A prime example of this is in the field of veterinary inspections/SPS equivalence for foodstuffs or plants and animals crossing the borders. A Mutua Recognition Agreement (MRA) like the one between EU and New Zealand ordinarily should be a no-brainer but the UK has postponed health and safety checks several times, sometimes waving trucks through at Dover, sometimes inspecting, sometimes charging, sometimes not (a parenthesis here: charging hauliers inspection fees for a service not actually rendered would be incompatible with the UK’s legal obligations under both the TCA rules and under Article VIII of the General Agreement on Tariffs and Trade). So in this area of veterinary controls, either the UK has too limited human resources or infrastructure to check imports, in which case it certainly lacks them to check the safety of exports to the EU. Or else pre-election the then Conservative government, as seems to be the case, had decided to avoid any policy that could increase food prices or delay the delivery of food even more. Whatever the reason, neither is conducive to building the necessary confidence between regulators that is a prerequisite for a successful SPS equivalence agreement.

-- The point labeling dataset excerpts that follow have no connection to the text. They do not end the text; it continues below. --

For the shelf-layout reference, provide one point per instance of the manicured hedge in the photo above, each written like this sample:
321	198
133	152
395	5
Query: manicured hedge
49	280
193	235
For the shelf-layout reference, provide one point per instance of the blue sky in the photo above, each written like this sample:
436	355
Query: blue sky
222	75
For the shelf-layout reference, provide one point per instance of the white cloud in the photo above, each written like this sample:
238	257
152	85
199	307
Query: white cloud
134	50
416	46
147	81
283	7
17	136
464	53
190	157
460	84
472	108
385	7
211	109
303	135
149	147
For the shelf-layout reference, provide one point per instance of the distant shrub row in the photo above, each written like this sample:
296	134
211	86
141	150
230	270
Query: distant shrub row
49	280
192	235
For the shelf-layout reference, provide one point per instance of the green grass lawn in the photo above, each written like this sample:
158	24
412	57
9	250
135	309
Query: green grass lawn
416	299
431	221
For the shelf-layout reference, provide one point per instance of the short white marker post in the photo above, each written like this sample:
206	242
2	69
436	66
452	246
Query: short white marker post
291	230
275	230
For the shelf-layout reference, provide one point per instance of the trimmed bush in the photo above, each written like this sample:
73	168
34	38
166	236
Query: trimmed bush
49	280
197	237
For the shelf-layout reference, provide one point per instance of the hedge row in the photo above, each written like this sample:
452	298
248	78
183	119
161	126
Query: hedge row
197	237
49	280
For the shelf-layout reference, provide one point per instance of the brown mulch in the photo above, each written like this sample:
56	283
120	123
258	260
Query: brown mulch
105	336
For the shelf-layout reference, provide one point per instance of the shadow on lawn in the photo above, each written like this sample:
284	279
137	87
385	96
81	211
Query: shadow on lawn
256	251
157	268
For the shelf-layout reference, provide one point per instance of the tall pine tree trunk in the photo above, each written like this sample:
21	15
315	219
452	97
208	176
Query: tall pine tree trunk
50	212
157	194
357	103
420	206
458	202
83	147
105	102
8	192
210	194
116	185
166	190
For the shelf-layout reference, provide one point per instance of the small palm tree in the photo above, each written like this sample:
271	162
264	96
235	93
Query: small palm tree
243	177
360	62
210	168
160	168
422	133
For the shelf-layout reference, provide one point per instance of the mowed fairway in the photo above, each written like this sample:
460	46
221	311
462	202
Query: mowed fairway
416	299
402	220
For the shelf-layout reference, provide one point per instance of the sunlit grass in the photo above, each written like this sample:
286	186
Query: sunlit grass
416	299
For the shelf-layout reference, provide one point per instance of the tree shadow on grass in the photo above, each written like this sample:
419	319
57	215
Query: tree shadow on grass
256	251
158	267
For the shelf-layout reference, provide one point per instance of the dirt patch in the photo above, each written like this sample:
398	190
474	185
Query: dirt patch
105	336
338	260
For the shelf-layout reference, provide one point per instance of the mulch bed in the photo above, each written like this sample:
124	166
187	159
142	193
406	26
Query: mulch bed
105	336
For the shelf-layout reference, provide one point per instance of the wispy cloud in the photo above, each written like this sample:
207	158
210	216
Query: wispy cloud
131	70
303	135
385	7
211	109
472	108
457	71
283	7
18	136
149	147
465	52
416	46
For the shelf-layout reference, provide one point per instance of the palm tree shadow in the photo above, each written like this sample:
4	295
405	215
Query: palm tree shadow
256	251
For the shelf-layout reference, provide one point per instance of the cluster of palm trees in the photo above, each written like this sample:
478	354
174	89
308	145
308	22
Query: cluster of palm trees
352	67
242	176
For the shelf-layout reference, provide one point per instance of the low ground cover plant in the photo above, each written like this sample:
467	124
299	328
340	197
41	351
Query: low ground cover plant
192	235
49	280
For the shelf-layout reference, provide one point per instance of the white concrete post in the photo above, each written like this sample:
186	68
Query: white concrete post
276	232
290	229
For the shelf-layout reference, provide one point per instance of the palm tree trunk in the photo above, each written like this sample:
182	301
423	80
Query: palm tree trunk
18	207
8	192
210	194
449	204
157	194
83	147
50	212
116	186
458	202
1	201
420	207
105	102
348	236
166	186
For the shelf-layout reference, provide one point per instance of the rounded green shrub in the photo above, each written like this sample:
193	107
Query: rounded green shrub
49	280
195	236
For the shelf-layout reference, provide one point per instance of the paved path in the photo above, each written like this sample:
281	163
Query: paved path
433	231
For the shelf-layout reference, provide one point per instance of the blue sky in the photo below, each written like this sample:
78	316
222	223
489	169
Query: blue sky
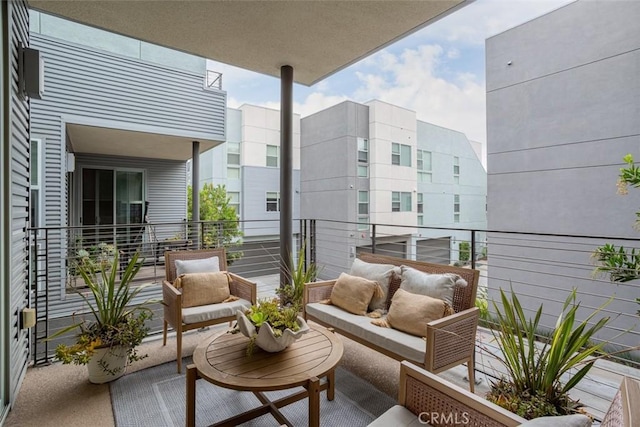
439	71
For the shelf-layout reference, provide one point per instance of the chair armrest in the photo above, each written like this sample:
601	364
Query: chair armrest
172	304
451	340
425	394
243	288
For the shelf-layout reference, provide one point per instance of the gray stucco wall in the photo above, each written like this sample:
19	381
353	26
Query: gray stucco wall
562	111
256	182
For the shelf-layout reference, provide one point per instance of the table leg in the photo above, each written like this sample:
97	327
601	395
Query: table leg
331	382
192	376
313	389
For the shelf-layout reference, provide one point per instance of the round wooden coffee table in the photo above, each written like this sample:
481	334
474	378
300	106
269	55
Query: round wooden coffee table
223	361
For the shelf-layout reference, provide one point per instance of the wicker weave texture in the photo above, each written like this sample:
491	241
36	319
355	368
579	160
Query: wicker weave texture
435	405
454	340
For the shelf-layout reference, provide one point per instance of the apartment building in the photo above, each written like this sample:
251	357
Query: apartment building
375	163
248	165
562	111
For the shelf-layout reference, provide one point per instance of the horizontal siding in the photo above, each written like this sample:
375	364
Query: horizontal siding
165	190
81	81
18	199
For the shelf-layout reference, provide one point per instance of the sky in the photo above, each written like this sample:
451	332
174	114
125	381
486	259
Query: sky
438	72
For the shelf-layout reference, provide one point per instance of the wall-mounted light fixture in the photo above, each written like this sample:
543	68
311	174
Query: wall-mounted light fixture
31	72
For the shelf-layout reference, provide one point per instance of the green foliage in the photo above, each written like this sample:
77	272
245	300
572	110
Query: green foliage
221	227
292	293
272	312
535	369
116	321
483	304
464	251
621	264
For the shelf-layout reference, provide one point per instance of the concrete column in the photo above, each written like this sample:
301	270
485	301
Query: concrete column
195	190
286	171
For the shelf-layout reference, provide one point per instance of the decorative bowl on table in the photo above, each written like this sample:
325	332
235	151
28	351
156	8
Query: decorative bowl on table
268	338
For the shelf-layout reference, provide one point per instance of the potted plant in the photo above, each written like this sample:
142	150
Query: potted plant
537	371
270	326
291	294
107	342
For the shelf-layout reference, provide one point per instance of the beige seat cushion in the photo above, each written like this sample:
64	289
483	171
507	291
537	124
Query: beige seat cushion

Against this background and in view of the likely limited scope of the TCA review, it may be useful to offer some pointers or advice to the new Labour Business Secretary Jonathan Reynolds on how to deal with the EU and the TCA review. For the present five pieces of advice seem useful.

First, adopt the Chinese leader Deng Xiaoping’s wises adage, “Bide your time, conceal your capabilities”, i.e., be modest, avoid arrogance pace David Davis. Because in this relationship the UK does not always hold all the cards.

Second, more Chinese wisdom. “Cross the River by Feeling the Stones”. In other words take it step by step, bottom up – no ‘big bang’ or top down drama approach. EU does not do big bangs anymore, not since 1992 or the EU-10 enlargement. The EU is often compared to a bicycle (you need to keep moving just to stay upright). That may or may not be true, but it is certainly more like a supertanker that takes time to alter course.

Third, ‘win-win’, mutual benefit in this and indeed any trading relationship is key. The UK must eschew the – largely discredited – approach best set out in Donald Trump’s book The Art of the Deal which could be characterised as zero sum, or “I win, you lose….”

Fourth, a related point, understand that you negotiate with, and not against, your counterpart. A fatal mistake of the UK in the Brexit Withdrawal Agreement negotiations was to regard the EU as an adversary, not a partner with whom to work to help to solve a common problem.

Fifth, the importance of transparency and widespread stakeholder consultations – be it Parliaments, business, civil society and so on. One’s stakeholders should be informed and consulted systematically so that at the end of the process there are no nasty surprises and the final results will be accepted. In a recent Financial Times Article (The Art of the Deal? Ten Steps to Fruitful Trade Talks. Financial Times Opinion page. Thursday 7 March 2024 – see article here) on how to negotiate trade agreements this author urged would-be negotiators to avoid what is known in the trade as the “Champignons de Paris” approach to one’s constituencies.  In other words, do not treat your stakeholders like champignons de Paris, consigned for month on end to a dark cellar with buckets of s**t poured over them from time to time!

There are many other lessons, other areas of advice to share in due time but the above may constitute a practical guide for the UK minister or his/her negotiators as they prepare for next year’s TCA review, determine how to manage some potential friction around the sustainability and trade agenda, and assess the best way forward for the mutual longer-term health of UK-EU relations. One hopes they are listening.